20日、巨人は高橋由伸選手(40歳)に次期監督の要請をした。今季は

打撃兼任コーチをしていた。近い将来の監督候補であることは容易に想像

できることであった。1998年から17年間の現役選手生活である。

神宮のスターから巨人へ入団し、スター選手としての活躍は、長嶋茂雄選手

以来と言えるだろう。当時の長嶋監督は「由伸は天才バッター」と評した。

私も由伸選手のファンの一人だ。彼のホームランは、豪快というよりも

「きれいなアーチ」との魅力を感じてきた。私は、松井秀喜選手のホームラン

よりも好きである。とりわけ右中間・左中間スタンドにアーチを描くホームラ

ンが素晴らしい。ライトの守備にも魅力を感じていた。通算7回のゴールデン

グラブ受賞が証明していることだが。この3年は、スタメンの機会が少なく、

代打での活躍の場が主になっている。「代打の切り札」として貴重な存在で

ある。まだ現役選手としてやれるし、由伸ファンも期待していることだが。

 監督要請を受けて、「大変光栄な話だと思っていますので、しっかり自分な

りに考えて一日でも早く答えを出したい。ただ神宮で負けた後、すぐ来季へ向

けて気持ちを切り替えていましたし、まだまだ(現役が)できるのではないか

という思いもありますので、当然の戸惑いはあります」と心境を語っている。

 原前監督は「よく考えて結論を出しなさい。何かあれば力になるし、全力で

相談に乗る」と背中を押す。

 長嶋名誉監督は「高橋君しかいない。今のチームは若い監督が率いて、大き

な切り替えをやる時期だろう。ファンもそれを望んでいるのではないか。私が

できることは何でもサポートします」と後押ししている。

由伸選手は「(結論を)早く出すことがどちらにしても迷惑がかからないのか

なと思います。」「選手としてなのか、来季監督としてなのか分かりませんけ

ど、どちらの形になってもファンの皆さまの期待には応えたいと思っています」

と。

 由伸ファンとして、彼の胸中を想像すると、大変な「覚悟」を強いられたこ

とになるだろう。巨人の監督は選手兼任でできるものではない。選手としての

引退を決断し、重責を覚悟することが必要となる。
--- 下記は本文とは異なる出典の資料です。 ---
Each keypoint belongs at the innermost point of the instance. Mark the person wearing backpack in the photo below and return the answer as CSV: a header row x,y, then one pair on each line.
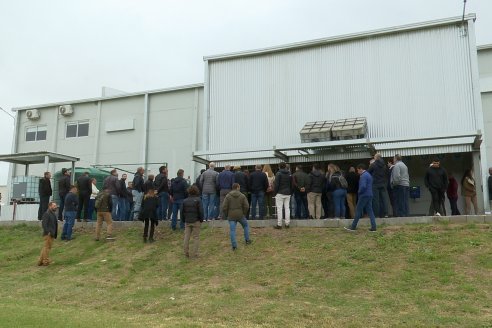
x,y
339,186
104,206
193,217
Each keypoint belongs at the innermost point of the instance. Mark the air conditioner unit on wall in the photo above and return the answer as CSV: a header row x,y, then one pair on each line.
x,y
33,114
65,110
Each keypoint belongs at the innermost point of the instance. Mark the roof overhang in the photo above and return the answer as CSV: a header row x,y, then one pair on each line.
x,y
37,158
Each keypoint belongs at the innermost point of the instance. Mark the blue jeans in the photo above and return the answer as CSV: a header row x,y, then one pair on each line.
x,y
301,204
177,207
69,217
364,204
339,196
258,198
232,229
208,205
123,208
401,193
163,204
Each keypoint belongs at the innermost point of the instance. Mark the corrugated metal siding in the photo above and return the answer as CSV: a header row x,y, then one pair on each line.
x,y
407,84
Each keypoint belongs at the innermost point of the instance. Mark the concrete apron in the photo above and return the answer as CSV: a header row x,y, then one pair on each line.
x,y
329,223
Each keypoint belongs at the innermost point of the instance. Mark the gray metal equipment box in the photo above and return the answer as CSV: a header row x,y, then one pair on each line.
x,y
316,131
349,128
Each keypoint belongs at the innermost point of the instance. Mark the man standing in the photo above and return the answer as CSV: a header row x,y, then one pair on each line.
x,y
162,188
50,231
84,186
378,171
71,206
301,182
235,210
283,189
123,204
208,183
178,195
225,179
138,185
112,184
45,193
104,206
315,189
63,189
400,182
258,185
436,180
364,203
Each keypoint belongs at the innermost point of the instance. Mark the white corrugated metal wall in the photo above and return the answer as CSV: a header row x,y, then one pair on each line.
x,y
408,84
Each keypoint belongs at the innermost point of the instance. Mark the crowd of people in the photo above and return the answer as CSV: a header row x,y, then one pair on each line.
x,y
237,195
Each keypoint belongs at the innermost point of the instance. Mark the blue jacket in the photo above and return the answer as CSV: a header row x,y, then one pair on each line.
x,y
365,185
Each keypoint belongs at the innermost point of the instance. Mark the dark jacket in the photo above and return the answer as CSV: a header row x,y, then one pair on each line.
x,y
225,179
283,182
436,178
64,185
84,185
178,188
236,205
45,187
258,181
104,202
242,180
160,183
50,224
301,180
192,209
379,173
138,182
71,202
149,208
316,182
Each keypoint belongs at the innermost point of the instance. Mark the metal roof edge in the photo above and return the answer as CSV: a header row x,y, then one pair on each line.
x,y
126,95
341,38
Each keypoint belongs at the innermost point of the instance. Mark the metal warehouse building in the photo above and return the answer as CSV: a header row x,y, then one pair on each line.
x,y
417,86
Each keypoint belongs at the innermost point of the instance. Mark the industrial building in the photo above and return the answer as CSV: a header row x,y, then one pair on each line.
x,y
414,89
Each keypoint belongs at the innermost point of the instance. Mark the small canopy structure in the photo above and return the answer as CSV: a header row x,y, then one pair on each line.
x,y
39,157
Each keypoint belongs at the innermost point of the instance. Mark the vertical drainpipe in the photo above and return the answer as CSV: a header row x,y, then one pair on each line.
x,y
479,158
95,159
145,131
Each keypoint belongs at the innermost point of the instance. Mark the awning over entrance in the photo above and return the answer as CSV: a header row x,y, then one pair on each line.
x,y
344,150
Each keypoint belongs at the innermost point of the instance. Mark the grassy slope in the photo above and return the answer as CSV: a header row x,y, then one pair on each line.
x,y
414,276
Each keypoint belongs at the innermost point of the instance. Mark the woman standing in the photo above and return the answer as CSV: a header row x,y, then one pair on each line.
x,y
269,193
148,214
92,199
469,191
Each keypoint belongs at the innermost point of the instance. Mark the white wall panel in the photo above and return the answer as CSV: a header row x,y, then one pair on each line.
x,y
408,84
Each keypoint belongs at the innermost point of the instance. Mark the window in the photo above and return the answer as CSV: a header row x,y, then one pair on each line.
x,y
36,133
77,129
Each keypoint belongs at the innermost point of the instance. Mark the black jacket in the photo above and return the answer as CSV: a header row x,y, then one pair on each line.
x,y
379,173
178,188
149,208
64,185
258,181
84,185
316,182
283,182
45,187
436,178
192,209
242,180
50,224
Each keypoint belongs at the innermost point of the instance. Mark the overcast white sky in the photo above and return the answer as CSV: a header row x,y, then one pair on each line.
x,y
56,50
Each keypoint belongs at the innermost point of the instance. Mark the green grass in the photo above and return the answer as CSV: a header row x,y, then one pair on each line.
x,y
411,276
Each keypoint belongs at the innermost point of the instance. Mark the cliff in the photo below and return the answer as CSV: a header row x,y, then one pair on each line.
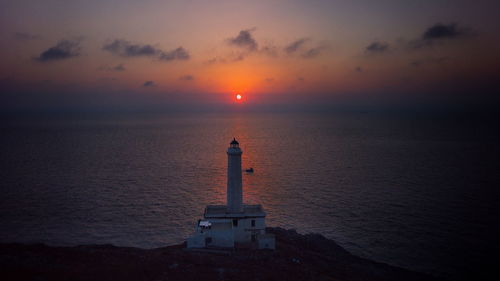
x,y
298,257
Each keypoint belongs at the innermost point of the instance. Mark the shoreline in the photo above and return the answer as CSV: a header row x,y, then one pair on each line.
x,y
297,257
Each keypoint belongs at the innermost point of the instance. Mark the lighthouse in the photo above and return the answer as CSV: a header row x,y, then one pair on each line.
x,y
235,224
234,182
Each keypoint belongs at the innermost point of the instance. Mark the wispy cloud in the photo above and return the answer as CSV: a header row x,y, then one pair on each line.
x,y
125,48
117,68
177,54
244,40
377,48
149,84
24,36
295,45
439,32
420,62
65,49
187,77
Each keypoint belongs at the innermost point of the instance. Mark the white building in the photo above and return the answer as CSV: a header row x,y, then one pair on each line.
x,y
234,224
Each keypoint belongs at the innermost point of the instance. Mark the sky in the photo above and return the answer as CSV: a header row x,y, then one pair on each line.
x,y
150,54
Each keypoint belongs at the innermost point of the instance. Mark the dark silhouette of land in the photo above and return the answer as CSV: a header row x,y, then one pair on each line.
x,y
298,257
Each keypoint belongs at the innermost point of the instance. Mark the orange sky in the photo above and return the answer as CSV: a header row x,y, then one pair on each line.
x,y
200,50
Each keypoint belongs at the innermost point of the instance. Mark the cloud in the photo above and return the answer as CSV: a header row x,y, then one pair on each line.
x,y
244,40
187,77
295,45
377,47
65,49
315,51
440,60
439,32
24,36
125,48
442,31
177,54
117,68
311,53
149,84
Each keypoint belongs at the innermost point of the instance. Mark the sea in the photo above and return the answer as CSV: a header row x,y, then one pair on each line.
x,y
415,190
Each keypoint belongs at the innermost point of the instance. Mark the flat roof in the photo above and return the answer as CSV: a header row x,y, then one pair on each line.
x,y
220,211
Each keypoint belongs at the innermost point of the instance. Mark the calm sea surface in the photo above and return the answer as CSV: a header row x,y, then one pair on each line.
x,y
407,190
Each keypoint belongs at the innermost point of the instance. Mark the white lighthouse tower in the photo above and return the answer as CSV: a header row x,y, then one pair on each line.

チームは衰退期にあるだけ

に、厳しい選択になる。巨人は常勝を求められるチームである。人事を刷新す

れば済む問題ではないが、新監督の意向を尊重する体制を作ってもらいたい。

中長期的な展望が不可欠である。ファンあってのプロ野球である。ほとんどの

巨人ファンは、由伸選手の新監督就任を「歓迎」すると思う。プレーするのは

選手である。選手が活躍しなければ、誰が監督をやっても優勝できるわけでは

ない。どの選手をどのように使うかは、監督の裁量になるのだが、選手が納得

する采配でないとついてはこないだろう。選手とのコミュニケーションが大事

になる。由伸選手は、チーム事情も選手の特徴も把握しているはずだ。

「由伸カラー」をはっきり出す監督になってもらいたいと願うファンの一人で

ある。私は、由伸選手が監督を受諾すると思っている。更に応援していきたい。